I ordered my little Zumo kit and the reflectance detector array as part of a Black-Friday online buying spree (I went a little nuts) and got it along with an m3pi and a couple other robots or platforms. The kit I ordered was not assembled and it required some soldering. The soldering needed was basic enough, though soldering the battery terminals into place made the kit much more difficult to take apart should I decide to add more parts later. But, once together you have a very capable, fun little robot shield for your Arduino Uno compatible microcontroller. I paired mine with an Uno clone by OSEPP which you can find at Fry’s Electronics. It has a black board which matches nicely to the black robot.

The kit also required the addition of the motors. Since this is one of the customizable parts of the robot they don’t include them with the unassembled kit. I went with the 75:1 geared motors. They are pretty fast and will provide some torque when it’s sumo time. Though, in all honesty, when the time comes I may swap these out for a higher gear ratio to get even more torque out of them.

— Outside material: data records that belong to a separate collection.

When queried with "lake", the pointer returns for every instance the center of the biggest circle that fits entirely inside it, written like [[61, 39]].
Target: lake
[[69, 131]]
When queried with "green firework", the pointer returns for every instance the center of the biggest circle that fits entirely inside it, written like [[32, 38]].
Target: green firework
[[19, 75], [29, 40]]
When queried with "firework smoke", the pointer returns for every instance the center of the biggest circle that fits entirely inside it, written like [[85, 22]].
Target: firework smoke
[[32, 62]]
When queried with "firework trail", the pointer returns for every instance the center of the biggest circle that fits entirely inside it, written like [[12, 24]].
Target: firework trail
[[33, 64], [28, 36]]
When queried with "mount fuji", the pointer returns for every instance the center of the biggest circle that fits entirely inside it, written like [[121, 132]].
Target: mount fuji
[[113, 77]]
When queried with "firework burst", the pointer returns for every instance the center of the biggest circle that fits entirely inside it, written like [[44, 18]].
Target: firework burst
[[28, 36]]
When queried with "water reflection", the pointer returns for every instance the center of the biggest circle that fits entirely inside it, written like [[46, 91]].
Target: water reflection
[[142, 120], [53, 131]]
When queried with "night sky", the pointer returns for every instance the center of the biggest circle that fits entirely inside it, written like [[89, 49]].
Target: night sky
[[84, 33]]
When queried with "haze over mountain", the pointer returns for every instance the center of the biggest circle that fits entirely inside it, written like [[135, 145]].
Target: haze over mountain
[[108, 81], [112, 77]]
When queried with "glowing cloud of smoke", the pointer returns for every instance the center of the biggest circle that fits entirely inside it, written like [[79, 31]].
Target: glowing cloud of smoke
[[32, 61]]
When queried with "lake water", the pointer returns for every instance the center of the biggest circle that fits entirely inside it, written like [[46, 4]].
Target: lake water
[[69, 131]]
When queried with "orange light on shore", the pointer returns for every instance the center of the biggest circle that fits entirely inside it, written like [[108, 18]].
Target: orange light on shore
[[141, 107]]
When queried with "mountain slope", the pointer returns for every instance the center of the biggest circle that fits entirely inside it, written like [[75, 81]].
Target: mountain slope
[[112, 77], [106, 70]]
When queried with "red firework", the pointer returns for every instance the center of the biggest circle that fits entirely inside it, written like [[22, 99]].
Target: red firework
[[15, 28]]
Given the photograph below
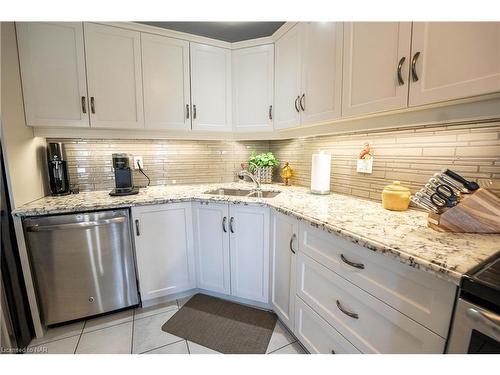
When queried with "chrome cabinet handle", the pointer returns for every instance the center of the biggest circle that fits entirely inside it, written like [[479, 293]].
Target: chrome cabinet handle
[[137, 229], [84, 105], [291, 242], [414, 75], [361, 266], [348, 313], [400, 66], [302, 102]]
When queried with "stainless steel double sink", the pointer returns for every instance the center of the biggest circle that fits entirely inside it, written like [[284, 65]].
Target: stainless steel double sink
[[243, 193]]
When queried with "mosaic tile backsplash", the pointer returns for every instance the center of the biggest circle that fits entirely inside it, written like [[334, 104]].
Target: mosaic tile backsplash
[[410, 155], [165, 161]]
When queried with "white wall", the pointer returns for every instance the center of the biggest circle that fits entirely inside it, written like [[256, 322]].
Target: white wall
[[23, 153]]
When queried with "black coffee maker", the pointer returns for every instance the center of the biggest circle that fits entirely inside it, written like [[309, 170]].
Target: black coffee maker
[[58, 169], [124, 180]]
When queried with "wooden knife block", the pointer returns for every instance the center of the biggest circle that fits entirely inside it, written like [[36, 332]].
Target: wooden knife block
[[478, 212]]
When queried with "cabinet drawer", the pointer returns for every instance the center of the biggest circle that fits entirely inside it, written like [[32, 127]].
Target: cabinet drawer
[[376, 327], [420, 295], [316, 334]]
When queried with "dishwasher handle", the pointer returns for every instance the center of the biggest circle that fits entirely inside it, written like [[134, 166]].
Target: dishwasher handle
[[81, 225]]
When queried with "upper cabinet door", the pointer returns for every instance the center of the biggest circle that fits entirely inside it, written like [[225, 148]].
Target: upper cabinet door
[[454, 60], [52, 63], [376, 66], [287, 79], [165, 72], [253, 81], [320, 98], [210, 88], [114, 76]]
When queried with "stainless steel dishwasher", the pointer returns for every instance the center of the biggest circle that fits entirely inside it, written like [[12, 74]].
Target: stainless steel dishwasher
[[83, 264]]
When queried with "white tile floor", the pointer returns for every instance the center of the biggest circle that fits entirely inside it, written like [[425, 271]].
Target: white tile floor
[[138, 331]]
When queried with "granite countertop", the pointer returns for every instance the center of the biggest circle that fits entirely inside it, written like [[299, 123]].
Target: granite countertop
[[402, 235]]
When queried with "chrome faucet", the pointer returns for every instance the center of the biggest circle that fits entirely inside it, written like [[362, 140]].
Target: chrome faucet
[[243, 173]]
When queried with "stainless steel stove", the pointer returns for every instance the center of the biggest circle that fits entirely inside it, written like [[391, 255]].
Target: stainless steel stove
[[476, 324]]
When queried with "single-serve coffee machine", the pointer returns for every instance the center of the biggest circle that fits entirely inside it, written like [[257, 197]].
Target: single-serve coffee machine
[[124, 180], [58, 169]]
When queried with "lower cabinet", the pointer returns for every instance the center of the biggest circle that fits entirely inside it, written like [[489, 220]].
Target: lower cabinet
[[164, 249], [232, 249], [284, 243], [211, 240], [368, 323], [317, 335]]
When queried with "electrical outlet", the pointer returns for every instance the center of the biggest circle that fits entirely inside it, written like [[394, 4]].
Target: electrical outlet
[[138, 159]]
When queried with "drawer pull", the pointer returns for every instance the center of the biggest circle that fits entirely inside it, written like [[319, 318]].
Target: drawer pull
[[348, 313], [361, 266], [291, 243]]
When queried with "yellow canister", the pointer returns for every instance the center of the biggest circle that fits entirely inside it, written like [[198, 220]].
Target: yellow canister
[[396, 197]]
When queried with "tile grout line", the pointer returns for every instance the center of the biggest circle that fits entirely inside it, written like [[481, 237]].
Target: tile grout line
[[274, 351], [80, 337], [153, 314]]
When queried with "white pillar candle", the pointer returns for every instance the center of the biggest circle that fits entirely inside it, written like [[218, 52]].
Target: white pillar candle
[[320, 173]]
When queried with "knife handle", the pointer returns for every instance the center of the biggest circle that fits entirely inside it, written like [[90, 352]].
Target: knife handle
[[468, 184]]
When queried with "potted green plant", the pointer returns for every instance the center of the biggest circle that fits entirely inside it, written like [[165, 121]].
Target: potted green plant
[[261, 165]]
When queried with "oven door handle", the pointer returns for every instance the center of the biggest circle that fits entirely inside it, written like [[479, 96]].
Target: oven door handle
[[489, 319]]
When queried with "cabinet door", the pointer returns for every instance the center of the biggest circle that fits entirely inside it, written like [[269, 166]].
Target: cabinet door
[[284, 242], [457, 60], [321, 71], [164, 249], [211, 234], [249, 244], [52, 63], [253, 81], [373, 51], [317, 335], [165, 72], [114, 76], [287, 79], [211, 87]]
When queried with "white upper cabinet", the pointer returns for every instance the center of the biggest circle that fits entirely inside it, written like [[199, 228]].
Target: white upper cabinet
[[114, 76], [376, 66], [308, 74], [249, 244], [454, 60], [287, 79], [165, 72], [52, 63], [211, 236], [210, 88], [163, 237], [320, 99], [253, 81]]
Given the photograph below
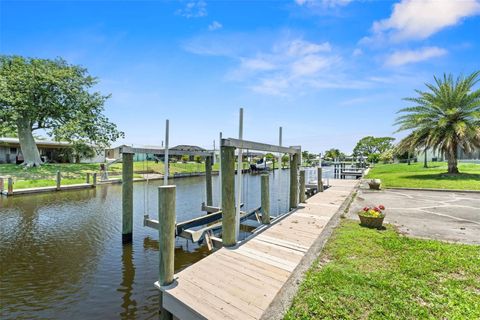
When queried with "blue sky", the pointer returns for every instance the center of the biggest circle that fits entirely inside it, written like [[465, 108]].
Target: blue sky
[[329, 72]]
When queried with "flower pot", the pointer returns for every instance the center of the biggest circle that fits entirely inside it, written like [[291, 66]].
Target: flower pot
[[371, 222], [374, 184]]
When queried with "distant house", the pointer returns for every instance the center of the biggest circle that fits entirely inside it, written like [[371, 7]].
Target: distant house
[[158, 154], [50, 151]]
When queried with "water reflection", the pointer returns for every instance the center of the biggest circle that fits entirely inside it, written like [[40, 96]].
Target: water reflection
[[61, 254], [129, 305]]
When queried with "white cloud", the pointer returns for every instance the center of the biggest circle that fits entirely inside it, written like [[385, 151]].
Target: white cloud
[[300, 47], [419, 19], [324, 3], [287, 65], [194, 9], [215, 25], [257, 64], [357, 52], [309, 65], [290, 66], [399, 58]]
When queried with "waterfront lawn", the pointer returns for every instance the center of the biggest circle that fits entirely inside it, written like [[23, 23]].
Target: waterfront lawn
[[175, 167], [370, 274], [73, 173], [435, 176]]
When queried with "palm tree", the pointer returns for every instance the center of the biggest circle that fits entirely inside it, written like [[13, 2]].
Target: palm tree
[[444, 118]]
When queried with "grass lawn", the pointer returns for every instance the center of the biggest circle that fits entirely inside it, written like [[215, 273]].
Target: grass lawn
[[435, 176], [73, 173], [370, 274]]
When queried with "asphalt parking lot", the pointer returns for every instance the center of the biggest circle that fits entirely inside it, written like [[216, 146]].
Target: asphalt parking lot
[[440, 215]]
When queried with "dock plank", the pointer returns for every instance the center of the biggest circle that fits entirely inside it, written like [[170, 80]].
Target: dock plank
[[242, 282]]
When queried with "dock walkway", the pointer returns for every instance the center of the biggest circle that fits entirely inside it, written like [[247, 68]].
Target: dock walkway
[[243, 281]]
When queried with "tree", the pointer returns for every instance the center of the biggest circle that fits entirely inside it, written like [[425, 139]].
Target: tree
[[53, 96], [387, 156], [82, 150], [372, 145], [332, 154], [445, 118]]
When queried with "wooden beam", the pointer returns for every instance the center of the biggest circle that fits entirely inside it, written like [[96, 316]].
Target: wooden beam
[[208, 180], [228, 195], [302, 186], [265, 198], [294, 180], [127, 197], [166, 239], [251, 145], [172, 152]]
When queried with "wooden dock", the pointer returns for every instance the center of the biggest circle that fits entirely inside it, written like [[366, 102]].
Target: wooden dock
[[49, 189], [242, 282]]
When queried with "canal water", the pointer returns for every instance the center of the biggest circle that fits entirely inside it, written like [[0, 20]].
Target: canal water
[[62, 255]]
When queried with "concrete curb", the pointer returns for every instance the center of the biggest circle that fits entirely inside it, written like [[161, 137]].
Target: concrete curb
[[431, 189], [284, 298]]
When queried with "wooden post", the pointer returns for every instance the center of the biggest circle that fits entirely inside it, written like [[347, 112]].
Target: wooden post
[[265, 187], [166, 239], [10, 186], [59, 180], [319, 180], [302, 186], [294, 180], [208, 180], [127, 197], [228, 195]]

Using the Arduino makes it very easy to program and customize. In time I will be adding a couple range finders for simple object detection so I can set the Zumo up for sumo competitions. At the time of this writing, however, I have a simple line following program loaded into it. It zips happily around the track, following the black line.

If you’re new to robotics and are more interested in the programming aspect than the build aspect, then this may be a great entry point for you. Again, the kit itself is fairly complete and easy to build. It uses the common differential drive system (tank drive) which makes control simple. The Arduino makes it simple to program and once you’ve grown past this and into more advanced programming, you can easily configure the Zumo to be a dedicated sumo-bot and still have loads of fun.